HEMPSTEAD, New York — With the traditional post-debate spin room arriving far too late to effect a media consensus formed instantly on Twitter, the Romney and Obama campaigns debuted a new frontier in political media management here today: The pre-wash.

Reporters began arriving in the vast Hofstra University gymnasium Tuesday morning, some of them a full 12 hours in advance of the 9:00 p.m. debate. And officials of both campaigns and parties Tuesday afternoon promptly to work on the blue carpet, trying to put them in just the right state of mind to appreciate their respective candidates. They deployed surrogate after surrogate — senators, governors, strategists, and flacks — simply to keep reporters occupied.

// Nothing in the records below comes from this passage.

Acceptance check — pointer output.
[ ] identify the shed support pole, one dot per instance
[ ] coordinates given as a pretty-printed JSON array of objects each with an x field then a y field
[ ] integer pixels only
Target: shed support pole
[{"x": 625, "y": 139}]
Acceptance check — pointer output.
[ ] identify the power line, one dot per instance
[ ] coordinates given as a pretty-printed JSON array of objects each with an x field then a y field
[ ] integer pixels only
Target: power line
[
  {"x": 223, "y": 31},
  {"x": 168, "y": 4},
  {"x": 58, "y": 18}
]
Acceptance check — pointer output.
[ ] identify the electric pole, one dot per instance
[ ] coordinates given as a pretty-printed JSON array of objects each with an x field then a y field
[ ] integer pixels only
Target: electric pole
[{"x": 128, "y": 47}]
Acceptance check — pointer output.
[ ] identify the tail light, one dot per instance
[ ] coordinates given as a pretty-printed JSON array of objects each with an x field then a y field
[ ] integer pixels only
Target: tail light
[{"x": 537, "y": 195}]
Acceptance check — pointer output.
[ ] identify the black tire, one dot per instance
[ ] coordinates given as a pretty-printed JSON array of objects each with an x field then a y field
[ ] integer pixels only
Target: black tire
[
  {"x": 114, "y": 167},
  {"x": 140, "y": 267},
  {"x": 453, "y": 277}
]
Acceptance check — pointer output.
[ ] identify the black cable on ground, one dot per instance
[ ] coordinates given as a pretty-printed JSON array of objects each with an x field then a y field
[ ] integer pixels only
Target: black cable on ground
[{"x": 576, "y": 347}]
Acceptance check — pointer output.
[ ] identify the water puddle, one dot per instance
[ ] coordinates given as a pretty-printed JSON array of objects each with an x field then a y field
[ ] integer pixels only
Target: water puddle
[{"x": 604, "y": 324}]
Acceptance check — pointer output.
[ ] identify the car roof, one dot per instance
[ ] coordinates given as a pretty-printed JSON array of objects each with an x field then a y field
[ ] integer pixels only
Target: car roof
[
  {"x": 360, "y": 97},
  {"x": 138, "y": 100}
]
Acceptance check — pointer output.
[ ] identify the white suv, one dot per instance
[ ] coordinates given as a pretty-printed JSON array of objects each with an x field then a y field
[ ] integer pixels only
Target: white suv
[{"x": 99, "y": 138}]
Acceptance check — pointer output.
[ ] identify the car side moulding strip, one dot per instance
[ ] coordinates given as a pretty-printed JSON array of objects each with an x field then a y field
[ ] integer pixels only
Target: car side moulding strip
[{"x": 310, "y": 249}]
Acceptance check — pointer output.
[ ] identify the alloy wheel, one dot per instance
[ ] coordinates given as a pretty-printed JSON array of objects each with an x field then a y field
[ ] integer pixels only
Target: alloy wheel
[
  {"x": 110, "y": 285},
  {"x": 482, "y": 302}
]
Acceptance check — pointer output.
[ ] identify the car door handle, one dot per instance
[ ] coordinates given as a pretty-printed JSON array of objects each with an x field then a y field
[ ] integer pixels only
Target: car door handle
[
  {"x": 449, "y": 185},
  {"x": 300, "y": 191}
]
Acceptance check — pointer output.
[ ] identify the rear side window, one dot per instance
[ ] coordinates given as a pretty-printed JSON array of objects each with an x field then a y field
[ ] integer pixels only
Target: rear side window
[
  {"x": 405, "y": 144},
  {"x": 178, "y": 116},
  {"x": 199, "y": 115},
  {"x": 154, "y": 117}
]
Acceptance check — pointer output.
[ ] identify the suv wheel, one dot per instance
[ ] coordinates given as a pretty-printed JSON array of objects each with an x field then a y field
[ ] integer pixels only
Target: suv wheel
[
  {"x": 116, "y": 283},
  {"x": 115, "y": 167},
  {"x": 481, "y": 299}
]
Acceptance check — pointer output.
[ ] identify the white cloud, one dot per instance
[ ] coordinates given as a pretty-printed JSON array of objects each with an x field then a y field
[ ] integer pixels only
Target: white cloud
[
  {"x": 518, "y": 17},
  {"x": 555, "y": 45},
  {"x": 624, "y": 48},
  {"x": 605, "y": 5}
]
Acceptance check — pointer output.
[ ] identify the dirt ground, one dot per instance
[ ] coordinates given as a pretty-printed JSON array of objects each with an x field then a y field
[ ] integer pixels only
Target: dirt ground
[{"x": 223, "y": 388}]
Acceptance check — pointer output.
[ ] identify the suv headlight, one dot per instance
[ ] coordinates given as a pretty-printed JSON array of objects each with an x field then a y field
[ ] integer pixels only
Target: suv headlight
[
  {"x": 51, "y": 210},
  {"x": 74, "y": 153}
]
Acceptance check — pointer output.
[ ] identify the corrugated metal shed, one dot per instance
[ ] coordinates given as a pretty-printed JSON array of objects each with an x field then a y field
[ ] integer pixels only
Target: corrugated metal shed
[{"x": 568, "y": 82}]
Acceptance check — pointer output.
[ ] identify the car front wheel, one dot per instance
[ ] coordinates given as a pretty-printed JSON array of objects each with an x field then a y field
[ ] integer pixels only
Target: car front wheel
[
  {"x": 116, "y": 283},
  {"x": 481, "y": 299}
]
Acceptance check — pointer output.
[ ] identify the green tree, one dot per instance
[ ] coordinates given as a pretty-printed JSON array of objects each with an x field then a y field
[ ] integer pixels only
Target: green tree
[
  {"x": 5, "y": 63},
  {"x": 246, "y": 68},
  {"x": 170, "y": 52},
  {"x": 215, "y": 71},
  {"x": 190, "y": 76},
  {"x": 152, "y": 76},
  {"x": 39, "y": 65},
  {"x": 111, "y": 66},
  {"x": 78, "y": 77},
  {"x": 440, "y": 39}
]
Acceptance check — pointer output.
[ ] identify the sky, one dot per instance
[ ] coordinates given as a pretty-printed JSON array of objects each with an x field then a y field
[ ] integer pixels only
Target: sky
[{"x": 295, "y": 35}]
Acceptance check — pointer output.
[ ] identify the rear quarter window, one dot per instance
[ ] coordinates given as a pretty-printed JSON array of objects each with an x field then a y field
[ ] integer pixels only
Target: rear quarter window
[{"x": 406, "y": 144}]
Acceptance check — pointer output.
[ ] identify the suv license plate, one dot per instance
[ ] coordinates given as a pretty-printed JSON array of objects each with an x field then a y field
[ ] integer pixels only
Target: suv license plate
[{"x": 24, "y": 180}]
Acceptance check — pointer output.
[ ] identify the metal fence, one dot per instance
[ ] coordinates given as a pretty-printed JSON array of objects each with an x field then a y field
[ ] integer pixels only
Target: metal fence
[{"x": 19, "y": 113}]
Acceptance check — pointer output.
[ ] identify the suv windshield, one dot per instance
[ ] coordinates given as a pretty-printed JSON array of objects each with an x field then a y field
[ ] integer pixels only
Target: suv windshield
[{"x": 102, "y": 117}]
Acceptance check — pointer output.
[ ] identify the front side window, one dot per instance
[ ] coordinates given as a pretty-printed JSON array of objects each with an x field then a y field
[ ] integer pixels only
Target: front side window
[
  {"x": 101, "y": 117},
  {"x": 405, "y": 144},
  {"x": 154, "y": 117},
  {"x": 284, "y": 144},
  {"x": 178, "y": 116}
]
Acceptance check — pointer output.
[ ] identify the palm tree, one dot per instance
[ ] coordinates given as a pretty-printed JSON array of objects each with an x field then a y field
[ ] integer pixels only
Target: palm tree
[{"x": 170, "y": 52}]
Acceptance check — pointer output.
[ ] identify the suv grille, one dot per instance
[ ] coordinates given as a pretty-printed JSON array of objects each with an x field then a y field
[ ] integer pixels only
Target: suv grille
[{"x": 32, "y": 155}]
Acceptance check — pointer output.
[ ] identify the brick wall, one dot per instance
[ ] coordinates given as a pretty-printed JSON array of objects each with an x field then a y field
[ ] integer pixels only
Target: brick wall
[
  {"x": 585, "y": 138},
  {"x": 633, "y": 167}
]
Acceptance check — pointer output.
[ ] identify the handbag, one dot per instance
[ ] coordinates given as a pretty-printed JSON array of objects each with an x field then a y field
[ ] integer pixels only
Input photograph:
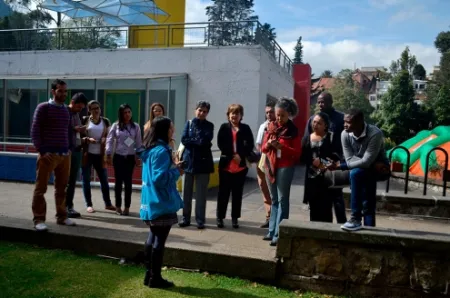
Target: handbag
[{"x": 181, "y": 148}]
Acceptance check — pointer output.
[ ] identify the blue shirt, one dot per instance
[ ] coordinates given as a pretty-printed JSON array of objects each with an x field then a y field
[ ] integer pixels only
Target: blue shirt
[{"x": 159, "y": 195}]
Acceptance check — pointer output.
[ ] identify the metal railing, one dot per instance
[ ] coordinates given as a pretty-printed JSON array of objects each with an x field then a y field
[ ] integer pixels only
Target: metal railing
[{"x": 210, "y": 34}]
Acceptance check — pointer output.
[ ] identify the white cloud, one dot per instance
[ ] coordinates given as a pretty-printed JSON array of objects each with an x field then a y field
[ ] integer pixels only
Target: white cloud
[
  {"x": 348, "y": 53},
  {"x": 385, "y": 3},
  {"x": 196, "y": 10},
  {"x": 313, "y": 32}
]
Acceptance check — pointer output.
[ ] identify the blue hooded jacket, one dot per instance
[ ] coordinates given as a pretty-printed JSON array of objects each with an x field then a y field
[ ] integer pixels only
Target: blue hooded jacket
[{"x": 159, "y": 194}]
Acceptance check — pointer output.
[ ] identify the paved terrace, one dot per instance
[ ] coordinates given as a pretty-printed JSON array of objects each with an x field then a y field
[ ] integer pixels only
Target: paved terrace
[{"x": 244, "y": 243}]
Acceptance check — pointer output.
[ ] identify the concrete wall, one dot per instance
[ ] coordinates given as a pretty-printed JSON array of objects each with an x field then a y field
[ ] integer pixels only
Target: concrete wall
[
  {"x": 219, "y": 75},
  {"x": 373, "y": 262}
]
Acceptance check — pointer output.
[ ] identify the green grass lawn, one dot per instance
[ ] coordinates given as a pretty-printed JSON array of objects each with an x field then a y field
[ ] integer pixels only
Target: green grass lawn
[{"x": 27, "y": 271}]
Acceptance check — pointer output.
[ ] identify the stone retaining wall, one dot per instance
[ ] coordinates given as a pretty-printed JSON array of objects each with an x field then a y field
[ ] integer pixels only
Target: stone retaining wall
[{"x": 370, "y": 263}]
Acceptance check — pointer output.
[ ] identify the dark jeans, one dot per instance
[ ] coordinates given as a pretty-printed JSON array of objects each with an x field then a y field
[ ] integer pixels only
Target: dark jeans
[
  {"x": 123, "y": 172},
  {"x": 95, "y": 160},
  {"x": 363, "y": 185},
  {"x": 154, "y": 248},
  {"x": 75, "y": 163},
  {"x": 230, "y": 183},
  {"x": 339, "y": 205}
]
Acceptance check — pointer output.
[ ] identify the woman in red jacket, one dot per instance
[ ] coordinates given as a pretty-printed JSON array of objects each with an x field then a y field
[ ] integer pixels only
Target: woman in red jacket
[{"x": 282, "y": 147}]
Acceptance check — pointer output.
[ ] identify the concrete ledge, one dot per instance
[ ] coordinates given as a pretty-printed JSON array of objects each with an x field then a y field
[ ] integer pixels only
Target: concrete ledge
[
  {"x": 411, "y": 203},
  {"x": 125, "y": 244},
  {"x": 373, "y": 262}
]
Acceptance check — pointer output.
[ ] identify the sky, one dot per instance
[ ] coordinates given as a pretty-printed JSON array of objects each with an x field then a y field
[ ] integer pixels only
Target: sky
[{"x": 339, "y": 34}]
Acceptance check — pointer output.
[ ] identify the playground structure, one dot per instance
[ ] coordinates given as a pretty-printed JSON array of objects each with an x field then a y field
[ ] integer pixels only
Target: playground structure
[{"x": 424, "y": 145}]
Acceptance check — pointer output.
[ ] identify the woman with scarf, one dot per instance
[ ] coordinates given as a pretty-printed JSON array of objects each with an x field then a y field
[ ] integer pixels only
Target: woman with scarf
[{"x": 282, "y": 147}]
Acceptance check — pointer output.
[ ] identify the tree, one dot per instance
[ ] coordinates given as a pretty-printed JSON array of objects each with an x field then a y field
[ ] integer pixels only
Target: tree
[
  {"x": 235, "y": 32},
  {"x": 298, "y": 56},
  {"x": 348, "y": 94},
  {"x": 397, "y": 110},
  {"x": 419, "y": 72},
  {"x": 442, "y": 42},
  {"x": 272, "y": 35},
  {"x": 327, "y": 74}
]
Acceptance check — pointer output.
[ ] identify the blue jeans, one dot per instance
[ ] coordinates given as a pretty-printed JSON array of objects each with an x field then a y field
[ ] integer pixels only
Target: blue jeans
[
  {"x": 363, "y": 185},
  {"x": 279, "y": 192},
  {"x": 95, "y": 161}
]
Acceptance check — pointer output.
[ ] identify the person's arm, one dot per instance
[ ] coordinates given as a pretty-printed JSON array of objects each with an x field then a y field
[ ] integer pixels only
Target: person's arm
[
  {"x": 260, "y": 136},
  {"x": 110, "y": 139},
  {"x": 138, "y": 142},
  {"x": 162, "y": 174},
  {"x": 36, "y": 126}
]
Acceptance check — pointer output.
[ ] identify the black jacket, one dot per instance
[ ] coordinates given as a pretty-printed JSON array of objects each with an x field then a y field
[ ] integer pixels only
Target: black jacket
[
  {"x": 197, "y": 138},
  {"x": 244, "y": 144}
]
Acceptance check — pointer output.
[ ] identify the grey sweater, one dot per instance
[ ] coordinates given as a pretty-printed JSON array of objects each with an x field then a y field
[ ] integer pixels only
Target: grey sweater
[{"x": 364, "y": 151}]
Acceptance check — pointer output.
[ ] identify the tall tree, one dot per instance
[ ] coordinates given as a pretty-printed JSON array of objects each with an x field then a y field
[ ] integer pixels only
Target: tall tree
[
  {"x": 235, "y": 32},
  {"x": 397, "y": 111},
  {"x": 348, "y": 94},
  {"x": 298, "y": 52},
  {"x": 442, "y": 42},
  {"x": 327, "y": 74},
  {"x": 419, "y": 72}
]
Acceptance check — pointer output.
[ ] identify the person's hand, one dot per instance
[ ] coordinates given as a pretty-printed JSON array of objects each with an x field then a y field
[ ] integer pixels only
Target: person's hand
[
  {"x": 316, "y": 162},
  {"x": 180, "y": 167}
]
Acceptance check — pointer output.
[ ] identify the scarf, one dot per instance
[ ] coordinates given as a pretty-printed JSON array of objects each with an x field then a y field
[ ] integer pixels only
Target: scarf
[{"x": 277, "y": 132}]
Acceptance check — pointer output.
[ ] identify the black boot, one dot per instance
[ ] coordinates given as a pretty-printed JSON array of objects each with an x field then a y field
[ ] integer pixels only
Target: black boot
[
  {"x": 156, "y": 280},
  {"x": 148, "y": 262}
]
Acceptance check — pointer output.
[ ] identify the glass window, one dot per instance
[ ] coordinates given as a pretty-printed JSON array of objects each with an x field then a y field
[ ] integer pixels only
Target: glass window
[
  {"x": 113, "y": 93},
  {"x": 22, "y": 97}
]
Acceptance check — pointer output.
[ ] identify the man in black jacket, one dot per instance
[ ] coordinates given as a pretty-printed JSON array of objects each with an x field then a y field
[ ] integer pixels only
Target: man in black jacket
[
  {"x": 197, "y": 138},
  {"x": 325, "y": 104}
]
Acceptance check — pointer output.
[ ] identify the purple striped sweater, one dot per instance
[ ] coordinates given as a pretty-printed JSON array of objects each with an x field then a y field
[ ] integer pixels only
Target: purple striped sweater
[{"x": 50, "y": 128}]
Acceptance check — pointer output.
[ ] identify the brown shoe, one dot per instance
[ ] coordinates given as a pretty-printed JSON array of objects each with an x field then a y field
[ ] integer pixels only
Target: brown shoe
[{"x": 111, "y": 207}]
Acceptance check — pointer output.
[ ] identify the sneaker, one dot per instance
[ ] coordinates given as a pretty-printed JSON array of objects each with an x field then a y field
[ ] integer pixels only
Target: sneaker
[
  {"x": 265, "y": 225},
  {"x": 352, "y": 225},
  {"x": 72, "y": 213},
  {"x": 41, "y": 227},
  {"x": 67, "y": 222}
]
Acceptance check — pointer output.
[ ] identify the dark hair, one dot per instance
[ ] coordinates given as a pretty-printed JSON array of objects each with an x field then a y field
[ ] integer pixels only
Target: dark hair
[
  {"x": 289, "y": 105},
  {"x": 325, "y": 118},
  {"x": 327, "y": 96},
  {"x": 93, "y": 102},
  {"x": 120, "y": 120},
  {"x": 271, "y": 101},
  {"x": 356, "y": 115},
  {"x": 79, "y": 98},
  {"x": 235, "y": 108},
  {"x": 159, "y": 130},
  {"x": 203, "y": 104},
  {"x": 57, "y": 82}
]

"We're doing this because you're here writing about it," quipped Republican National Committee chairman Reince Priebus — an answer echoed, almost word-for-word, by surrogates of both parties.

"What else do you have to do?" asked an Obama campaign aide.

The mission: "raising expectations for the other guy, managing expectations for ourselves," said Romney aide Kevin Madden.

The pre-wash (a laundry metaphor coined by the Washington Post's Amy Gardner to anticipate the spin cycle) was a marked departure from the two previous debates this cycle. In Denver and at the vice presidential debate in Danville, Ky. the spin was almost entirely contained to the period after the debate. And after Obama's dismal performance in the first contest, the president's campaign only deployed five staffers to talk to reporters.

By 8 p.m. Tuesday, more twice that had already interacted with reporters, excluding the usual communications staffers. Indeed, the Obama campaign has brought 22 official surrogates to the debate site, a number dwarfed by the 37 Republican surrogates here.

Among the pre-washers at the campaign laundromat:

For Obama: Howard Dean, Robert Gibbs, Stephanie Cutter, Jim Messina, Cecile Richards, Martin O’Malley, John Kerry, Chris Van Hollen, and Antonio Villaraigosa.

For Romney: Rob Portman, George Pataki, Peter King, Eric Fehrnstrom, John Sununu, and Bob McDonnell.